Today, a prominent organizer with AUN’s San Francisco Bay Area chapter is former Weather Underground terrorist Linda Evans, who in 1987 was sentenced to 40 years in prison for using false identification to purchase firearms and for harboring a fugitive involved in the deadly Brinks) armored truck robbery of 1981; her sentence was commuted in 2001 by President Bill Clinton.
AUN is an ally of Critical Resistance, a group that seeks to abolish the U.S. prison system and what it calls the “prison industrial complex.” Like Critical Resistance, AUN characterizes criminality in nonwhite communities not as an outgrowth of any pathology within those communities, but rather as a result of the deliberate targeting of nonwhites by police and the courts.
One of AUN’s major campaigns is its “Ban the Box” initiative, which seeks to remove questions about an individual’s criminal history from applications for public employment, public housing, and other social services—on the premise that all ex-inmates should be entitled to the same public-assistance benefits as people without a criminal record. Eliminating “structural discrimination against formerly incarcerated people,” says AUN, would “contribute to public safety” and “promote stable employment” in “communities of color and poor communities” because “people with jobs and stable community lives are much less likely to return committing crimes in order to survive.”
AUN’s “Voting Rights for All” campaign, which is supported by the ACLU, is designed to overturn laws that in some states bar convicted felons, ex-prisoners, parolees, and/or current inmates from casting ballots in political elections. By AUN’s reckoning, such statutes amount to “the open suppression of Black votes” because African Americans are numerically overrepresented among arrestees and prison inmates. Statistically, convicted felons who have had their voting rights restored—as well as felons who vote in political elections illegally—are far likelier to vote Democratic than Republican.
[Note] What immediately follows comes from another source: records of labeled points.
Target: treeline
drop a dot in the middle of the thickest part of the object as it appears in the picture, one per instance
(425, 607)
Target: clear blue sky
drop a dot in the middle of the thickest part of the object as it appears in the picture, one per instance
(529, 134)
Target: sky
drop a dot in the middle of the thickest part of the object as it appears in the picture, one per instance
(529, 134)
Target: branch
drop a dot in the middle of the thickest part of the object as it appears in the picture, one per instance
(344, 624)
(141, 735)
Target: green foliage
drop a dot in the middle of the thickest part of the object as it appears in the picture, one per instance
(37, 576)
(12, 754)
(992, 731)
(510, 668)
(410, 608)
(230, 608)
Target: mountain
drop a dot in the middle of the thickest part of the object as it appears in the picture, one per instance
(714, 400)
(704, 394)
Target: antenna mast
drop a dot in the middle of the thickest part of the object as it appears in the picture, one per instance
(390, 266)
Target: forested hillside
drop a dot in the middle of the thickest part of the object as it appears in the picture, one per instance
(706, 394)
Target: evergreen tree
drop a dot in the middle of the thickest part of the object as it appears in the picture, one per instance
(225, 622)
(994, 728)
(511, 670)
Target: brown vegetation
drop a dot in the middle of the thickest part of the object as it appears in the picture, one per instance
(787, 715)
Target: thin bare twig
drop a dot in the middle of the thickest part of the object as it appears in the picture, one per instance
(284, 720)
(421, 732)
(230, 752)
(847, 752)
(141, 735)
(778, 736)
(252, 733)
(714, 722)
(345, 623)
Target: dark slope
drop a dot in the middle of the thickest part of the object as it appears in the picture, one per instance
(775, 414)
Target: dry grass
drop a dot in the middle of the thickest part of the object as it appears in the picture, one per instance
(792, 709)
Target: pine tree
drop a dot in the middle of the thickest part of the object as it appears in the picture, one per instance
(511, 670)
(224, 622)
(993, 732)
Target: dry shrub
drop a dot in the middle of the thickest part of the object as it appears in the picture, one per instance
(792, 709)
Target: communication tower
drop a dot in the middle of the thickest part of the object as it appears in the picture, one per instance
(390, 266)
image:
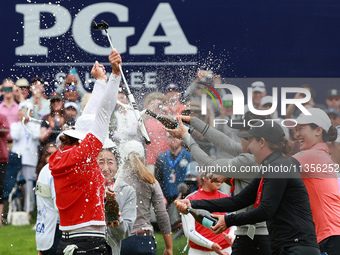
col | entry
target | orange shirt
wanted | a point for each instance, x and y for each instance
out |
(323, 189)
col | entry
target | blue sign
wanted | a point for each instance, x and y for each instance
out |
(167, 41)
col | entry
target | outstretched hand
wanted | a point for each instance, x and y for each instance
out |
(218, 249)
(98, 71)
(220, 225)
(182, 205)
(115, 60)
(178, 132)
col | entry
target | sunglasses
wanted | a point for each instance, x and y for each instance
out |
(228, 103)
(7, 89)
(160, 106)
(72, 88)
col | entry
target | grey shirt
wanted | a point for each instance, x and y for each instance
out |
(126, 199)
(147, 195)
(240, 159)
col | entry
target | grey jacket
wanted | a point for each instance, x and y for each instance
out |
(147, 195)
(126, 198)
(239, 159)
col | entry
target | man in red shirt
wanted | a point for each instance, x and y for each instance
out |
(78, 179)
(203, 240)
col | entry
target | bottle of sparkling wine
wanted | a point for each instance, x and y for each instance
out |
(167, 121)
(111, 211)
(202, 217)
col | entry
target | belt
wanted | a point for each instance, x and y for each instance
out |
(68, 235)
(143, 233)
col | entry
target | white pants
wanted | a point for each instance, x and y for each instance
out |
(199, 252)
(28, 172)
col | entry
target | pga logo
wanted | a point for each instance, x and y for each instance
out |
(81, 29)
(238, 101)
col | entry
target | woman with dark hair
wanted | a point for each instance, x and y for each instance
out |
(49, 149)
(125, 195)
(280, 199)
(78, 179)
(148, 192)
(54, 123)
(319, 174)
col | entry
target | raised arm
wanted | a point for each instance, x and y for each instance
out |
(108, 100)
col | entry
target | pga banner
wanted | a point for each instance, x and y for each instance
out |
(164, 42)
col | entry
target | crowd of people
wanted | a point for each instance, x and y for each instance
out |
(80, 149)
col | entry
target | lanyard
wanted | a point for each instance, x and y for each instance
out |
(172, 164)
(259, 194)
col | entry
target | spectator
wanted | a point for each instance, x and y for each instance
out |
(313, 132)
(72, 109)
(41, 106)
(333, 99)
(226, 113)
(4, 130)
(158, 137)
(334, 149)
(334, 152)
(123, 124)
(148, 191)
(22, 90)
(203, 240)
(250, 238)
(55, 122)
(25, 134)
(75, 169)
(171, 168)
(8, 106)
(259, 91)
(334, 116)
(173, 96)
(266, 104)
(47, 234)
(288, 215)
(108, 160)
(293, 112)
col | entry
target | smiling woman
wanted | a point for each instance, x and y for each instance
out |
(313, 132)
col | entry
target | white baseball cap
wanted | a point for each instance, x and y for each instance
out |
(318, 117)
(266, 100)
(71, 104)
(82, 128)
(27, 104)
(126, 148)
(258, 86)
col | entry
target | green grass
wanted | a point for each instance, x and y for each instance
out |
(20, 240)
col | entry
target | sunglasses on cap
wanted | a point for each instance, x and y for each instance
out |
(228, 103)
(71, 88)
(7, 89)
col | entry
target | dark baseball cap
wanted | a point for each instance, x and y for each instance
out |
(333, 93)
(270, 131)
(171, 87)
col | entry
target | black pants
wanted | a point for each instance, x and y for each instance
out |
(300, 250)
(331, 245)
(3, 166)
(243, 245)
(135, 245)
(53, 249)
(86, 245)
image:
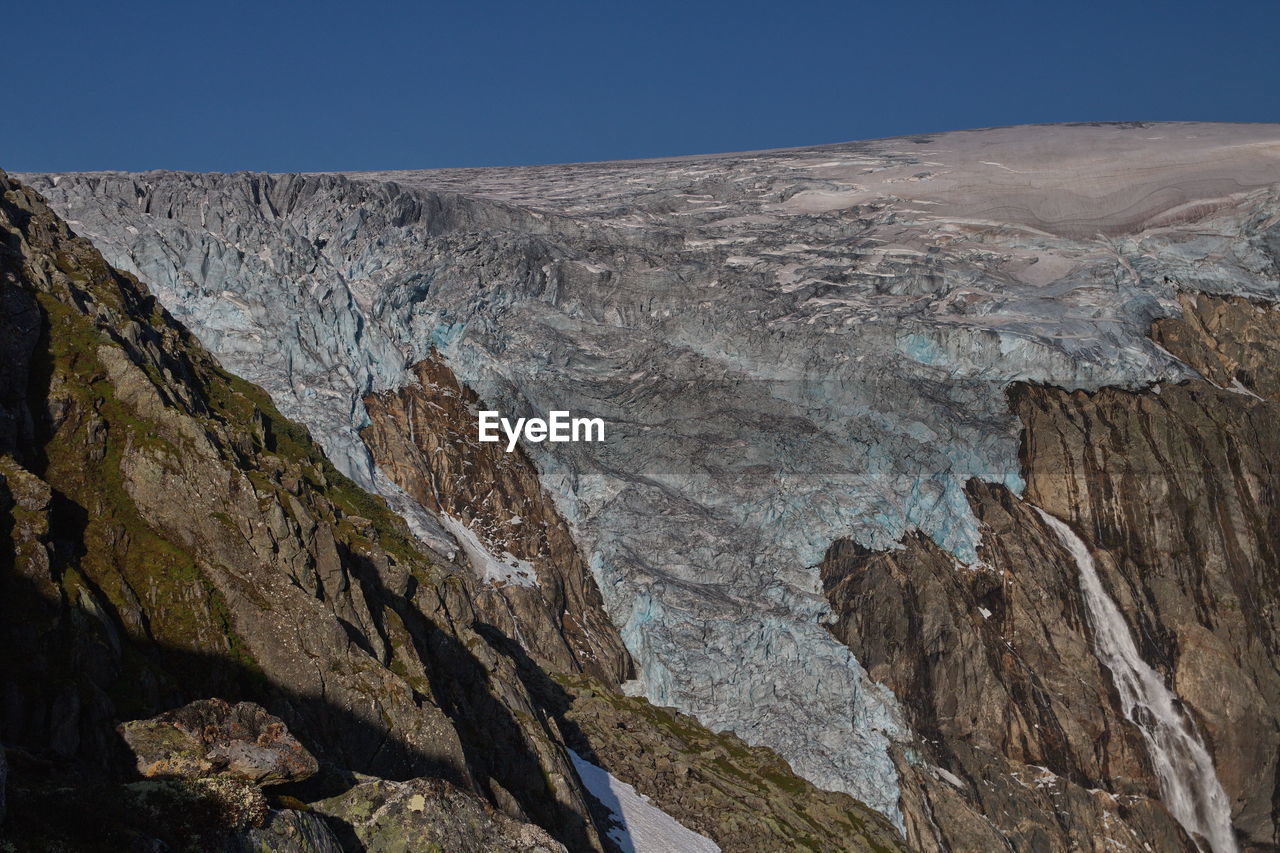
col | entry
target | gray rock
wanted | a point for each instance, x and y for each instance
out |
(286, 831)
(429, 816)
(789, 347)
(215, 738)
Another AUN initiative is its “Clean Slate” program, which teaches ex-prisoners how to have their juvenile criminal records sealed and their adult records expunged, thereby making it possible for such individuals to circumvent employment-application requirements that they disclose any prior criminal convictions.
AUN’s Support for Lifer Families & People in Solitary Confinement program consists of informational town halls designed to address the needs of people “struggling for the release of their loved ones” who are serving life sentences behind bars. Moreover, AUN is part of a statewide coalition that supports California prison inmates confined to Secure Housing Units.
In an effort to cultivate a new generation of prisoner-rights activists, AUN has established a Freedom School geared toward helping people who have been “critically impacted by incarceration, policing, and the punishment system” to “develop and grow into community leaders.”
By AUN’s reckoning, the Criminal Justice Realignment Act of 2011—which moves Californians convicted of “non-serious,” “non-sexual,” and “nonviolent” offenses out of that state’s prison system, and into county jurisdiction and county jails—is bad public policy. A far better approach, says the organization, would be to explore alternative interventions like drug treatment, rehabilitative programming, and county supervision.
AUN is strongly opposed to “gang injunctions,” which are civil court orders that allow police to arrest people using a lower legal standard than is normally required by the criminal-justice system—criteria like past convictions and gang-related tattoos, clothes, or signs. In 2010, AUN joined the Nation of Islam and the ACLU in rejecting such an injunction in Oakland, California, on grounds that it gave law-enforcement “the green light to continue targeting young people of color.”Over the years, AUN has received grants from the Akonadi Foundation, the Foundation for Change, the Fund for Nonviolence, the Liberty Hill Foundation, the Omnia Foundation, the Open Society Institute, the Peace Development Fund, the Rosenberg Foundation, the Victor & Lorraine Hong Fund, and the Women’s Foundation of California.